Object recognition is a subtask for computer vision (CV) in which instances of visual objects are assigned to a specific class in digital images. Numerous CV tasks are highly dependent on object recognition, e.g. object segmentation, image labeling and object tracking. Convolutional neural networks (CNNs) currently play a key role in object recognition. The performance of CNNs largely depends on the quality and quantity of training data sets, which are often difficult to produce in real applications. To ensure the robustness of such models, it is important that the training instances are created under different random conditions. These conditions are a combination of various factors, including lighting conditions, object location, the presence of multiple objects in the scene, different backgrounds and the angle of the camera. In particular, depending on the application area (e.g. defect detection, anomaly detection, condition monitoring, predictive quality, etc.), companies need specific models for their customized products. However, they have difficulties in providing a large number of randomized conditioned instances of their objects. The main reason for this is that the process of acquiring randomized and conditioned images of real objects is costly, time-consuming and difficult in practice.

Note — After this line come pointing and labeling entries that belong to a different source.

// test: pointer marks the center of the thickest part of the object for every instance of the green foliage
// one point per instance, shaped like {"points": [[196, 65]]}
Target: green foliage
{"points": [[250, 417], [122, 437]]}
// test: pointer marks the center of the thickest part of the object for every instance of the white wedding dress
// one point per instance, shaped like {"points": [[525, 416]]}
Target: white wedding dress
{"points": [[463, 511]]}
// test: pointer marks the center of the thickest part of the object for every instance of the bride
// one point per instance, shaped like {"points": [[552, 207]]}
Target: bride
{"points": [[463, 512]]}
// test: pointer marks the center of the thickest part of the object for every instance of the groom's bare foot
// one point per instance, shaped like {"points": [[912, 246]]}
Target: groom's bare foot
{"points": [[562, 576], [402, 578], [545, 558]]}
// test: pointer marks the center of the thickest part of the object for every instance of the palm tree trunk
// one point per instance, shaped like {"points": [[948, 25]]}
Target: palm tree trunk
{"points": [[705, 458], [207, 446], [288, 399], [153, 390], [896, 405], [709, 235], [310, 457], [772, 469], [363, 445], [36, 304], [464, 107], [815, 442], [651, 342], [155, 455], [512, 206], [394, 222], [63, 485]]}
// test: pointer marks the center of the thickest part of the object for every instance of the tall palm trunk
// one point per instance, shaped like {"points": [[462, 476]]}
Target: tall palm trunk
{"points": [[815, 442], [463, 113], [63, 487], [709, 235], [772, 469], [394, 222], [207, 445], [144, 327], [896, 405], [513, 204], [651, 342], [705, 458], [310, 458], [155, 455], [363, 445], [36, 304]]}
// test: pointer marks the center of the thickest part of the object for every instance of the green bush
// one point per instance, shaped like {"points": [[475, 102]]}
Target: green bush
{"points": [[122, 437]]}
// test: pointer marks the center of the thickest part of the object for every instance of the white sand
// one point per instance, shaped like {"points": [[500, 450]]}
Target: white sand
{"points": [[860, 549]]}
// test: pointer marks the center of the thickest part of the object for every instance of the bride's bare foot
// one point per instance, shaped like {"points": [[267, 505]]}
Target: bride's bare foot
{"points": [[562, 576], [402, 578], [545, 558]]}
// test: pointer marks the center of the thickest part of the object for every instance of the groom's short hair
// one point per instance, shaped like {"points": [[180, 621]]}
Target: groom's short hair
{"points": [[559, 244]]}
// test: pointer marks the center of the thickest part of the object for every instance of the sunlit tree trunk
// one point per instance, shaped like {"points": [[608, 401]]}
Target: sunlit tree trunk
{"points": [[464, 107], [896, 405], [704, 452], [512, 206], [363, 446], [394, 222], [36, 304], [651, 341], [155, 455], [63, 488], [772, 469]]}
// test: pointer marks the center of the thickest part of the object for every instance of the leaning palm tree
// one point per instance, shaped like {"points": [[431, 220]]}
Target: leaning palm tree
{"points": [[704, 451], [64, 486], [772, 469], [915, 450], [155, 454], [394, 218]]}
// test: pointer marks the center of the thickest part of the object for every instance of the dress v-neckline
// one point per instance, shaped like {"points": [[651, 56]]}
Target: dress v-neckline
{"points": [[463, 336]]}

Due to the efficiency of synthetic data for training such systems, methods for generating synthetic test data have recently attracted much attention.

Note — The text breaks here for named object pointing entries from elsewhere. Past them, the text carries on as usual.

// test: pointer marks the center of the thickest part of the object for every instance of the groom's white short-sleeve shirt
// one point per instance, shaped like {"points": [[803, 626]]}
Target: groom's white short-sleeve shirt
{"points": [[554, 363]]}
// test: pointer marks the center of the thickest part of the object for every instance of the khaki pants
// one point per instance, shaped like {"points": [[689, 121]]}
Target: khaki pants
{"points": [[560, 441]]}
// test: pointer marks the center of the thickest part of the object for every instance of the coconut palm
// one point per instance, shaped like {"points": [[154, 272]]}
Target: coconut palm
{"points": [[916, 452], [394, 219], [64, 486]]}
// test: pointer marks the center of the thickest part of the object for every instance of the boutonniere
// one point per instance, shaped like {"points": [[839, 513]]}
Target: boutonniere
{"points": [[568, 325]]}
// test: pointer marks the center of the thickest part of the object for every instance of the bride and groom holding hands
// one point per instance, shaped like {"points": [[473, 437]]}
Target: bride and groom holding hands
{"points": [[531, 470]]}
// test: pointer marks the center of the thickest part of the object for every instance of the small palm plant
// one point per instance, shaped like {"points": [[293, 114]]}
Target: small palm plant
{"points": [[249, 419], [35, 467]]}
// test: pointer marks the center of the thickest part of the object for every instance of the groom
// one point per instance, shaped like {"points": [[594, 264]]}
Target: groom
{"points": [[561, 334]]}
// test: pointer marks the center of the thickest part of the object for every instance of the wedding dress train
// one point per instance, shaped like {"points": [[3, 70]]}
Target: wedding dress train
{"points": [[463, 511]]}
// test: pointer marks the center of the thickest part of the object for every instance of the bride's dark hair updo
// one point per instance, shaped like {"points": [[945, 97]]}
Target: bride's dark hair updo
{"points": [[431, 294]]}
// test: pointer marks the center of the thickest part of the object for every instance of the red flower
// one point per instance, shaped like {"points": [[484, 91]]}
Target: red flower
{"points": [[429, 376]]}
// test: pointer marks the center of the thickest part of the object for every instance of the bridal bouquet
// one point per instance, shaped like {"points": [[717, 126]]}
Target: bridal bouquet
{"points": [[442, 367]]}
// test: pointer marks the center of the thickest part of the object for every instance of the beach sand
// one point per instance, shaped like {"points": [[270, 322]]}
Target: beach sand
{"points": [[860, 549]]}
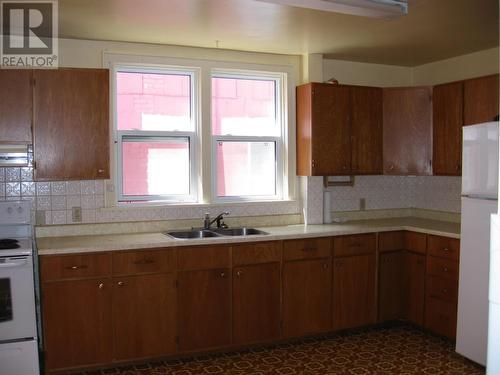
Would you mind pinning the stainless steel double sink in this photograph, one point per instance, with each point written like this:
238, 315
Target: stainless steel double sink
216, 232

The aim of the project "Automated generation of robust synthetic image data sets and AI models for computer vision applications" (ASYN4CVA) is to develop a consistent process for the automated generation of synthetic data and the development of a robust object recognition model for customer-specific products. This process should make it possible to automatically generate robust object recognition models for various industrial applications. The models trained in this way are suitable, for example, for implementing object recognition for user guidance for maintenance and servicing measures on industrial plants or for creating object recognition models for quality assurance in industrial processes to detect missing, incorrectly assembled or additionally assembled parts. Other areas of application for these models include the image-guided control of industrial robots for pick & place or assembly tasks. The process is used to generate synthetic image data based on digital models or real objects in an automated workflow and train CNN models with it.